I have a freshly compiled libjpeg version 9 and tried running jpegtran.exe in command line with the arguments:
.\jpegtran.exe -rotate 180 -outfile test_output1.jpg testimg.jpg
testimg.jpg: test_output1.jpg:
As you can see it does rotate the image but it clips it and it's not put together correctly. The usage.txt file that comes with the package isn't totally up to date because I had to use the -outfile switch instead of what it says:
jpegtran uses a command line syntax similar to cjpeg or djpeg. On
Unix-like systems, you say:
jpegtran [switches] [inputfile] >outputfile
On most non-Unix systems, you say:
jpegtran [switches] inputfile outputfile
where both the input and output files are JPEG
files.
To specify the coded JPEG representation used in the output file,
jpegtran accepts a subset of the switches recognized by cjpeg:
-optimize Perform optimization of entropy encoding parameters.
-progressive Create progressive JPEG file.
-arithmetic Use arithmetic coding.
-restart N Emit a JPEG restart marker every N MCU rows, or every N MCU blocks if "B" is attached to the number.
-scans file Use the scan script given in the specified text file.
See the previous discussion of cjpeg for more details about these
switches. If you specify none of these switches, you get a plain
baseline-JPEG output file. The quality setting and so forth are
determined by the input file.
The image can be losslessly transformed by giving one of these
switches:
-flip horizontal Mirror image horizontally (left-right).
-flip vertical Mirror image vertically (top-bottom).
-rotate 90 Rotate image 90 degrees clockwise.
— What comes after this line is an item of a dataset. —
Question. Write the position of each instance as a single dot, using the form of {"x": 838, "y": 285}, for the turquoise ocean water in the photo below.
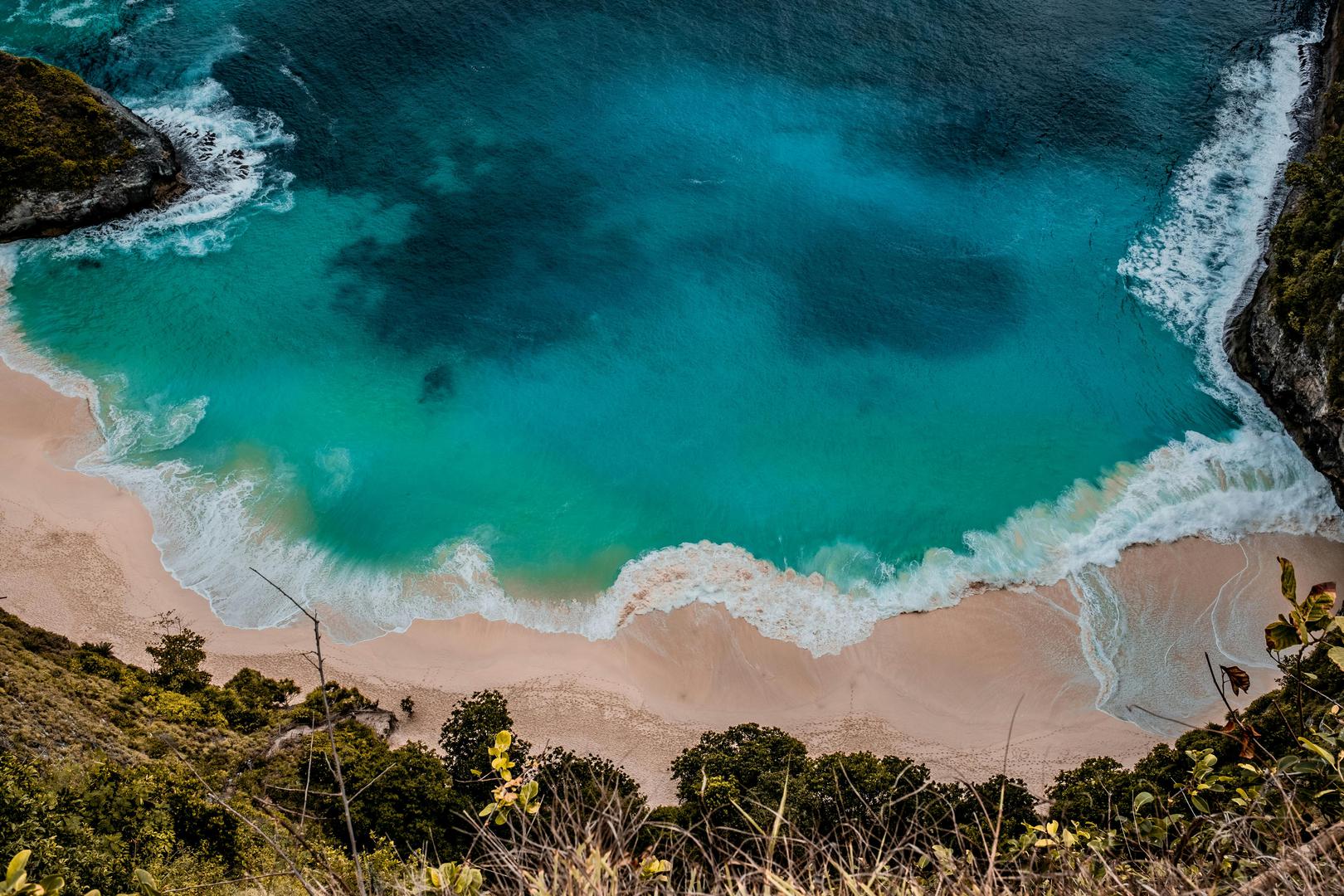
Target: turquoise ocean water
{"x": 557, "y": 309}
-rotate 180 Rotate image 180 degrees.
-rotate 270 Rotate image 270 degrees clockwise (or 90 ccw).
-transpose Transpose image (across UL-to-LR axis).
-transverse Transverse transpose (across UR-to-LL axis).
Oddly enough (or maybe not), if I execute .\jpegtran.exe -rotate 180 -outfile test_output2.jpg test_output1.jpg I get the original image back without any clipping issues. It's flipping the clipped parts but just not lining it up right with the rest of the image.
test_output2.jpg:
I get the same result by executing jpegtran.exe -rotate 90 twice.
Also, I tried it on a larger .jpg file which resulted in the same issue but the file size was 18KB smaller for the output. I imagine the issue is related to this.
Edit - I also found this blurb which seems to describe the problem:
jpegtran's default behavior when transforming an odd-size image is
designed to preserve exact reversibility and mathematical consistency
of the transformation set. As stated, transpose is able to flip the
entire image area. Horizontal mirroring leaves any partial iMCU
column at the right edge untouched, but is able to flip all rows of
the image. Similarly, vertical mirroring leaves any partial iMCU row
at the bottom edge untouched, but is able to flip all columns. The
other transforms can be built up as sequences of transpose and flip
operations; for consistency, their actions on edge pixels are defined
to be the same as the end result of the corresponding
transpose-and-flip sequence.
The -trim switch works, if you can call it that, and trims out the disorganized data but the image is smaller and lost data.
test_output5.jpg:
Adding the -perfect switch which supposedly stops the above from happening results in this: transformation is not perfect for output and no image.
So is it not possible to losslessly rotate a .jpg? I could, myself, go into paint and reconstruct the original image by simply moving the edge lines into their correct place. Is there a method to do this within libjpeg?
A lossless rotation works with whole DCT blocks contained within the JPEG file. These blocks are always 8x8 or 16x16 pixels (depending on the compression downsampling settings). The file contains a width and height so the extra pixels can be thrown away when the image is decoded, but there's no way to move the clipping from the right/bottom edge to the left/top edge. The software is doing the best it can with an impossible problem.
As you've discovered the way around this problem is to make the width and height evenly divisible by 16. You'll find that images from cameras for example will have this property.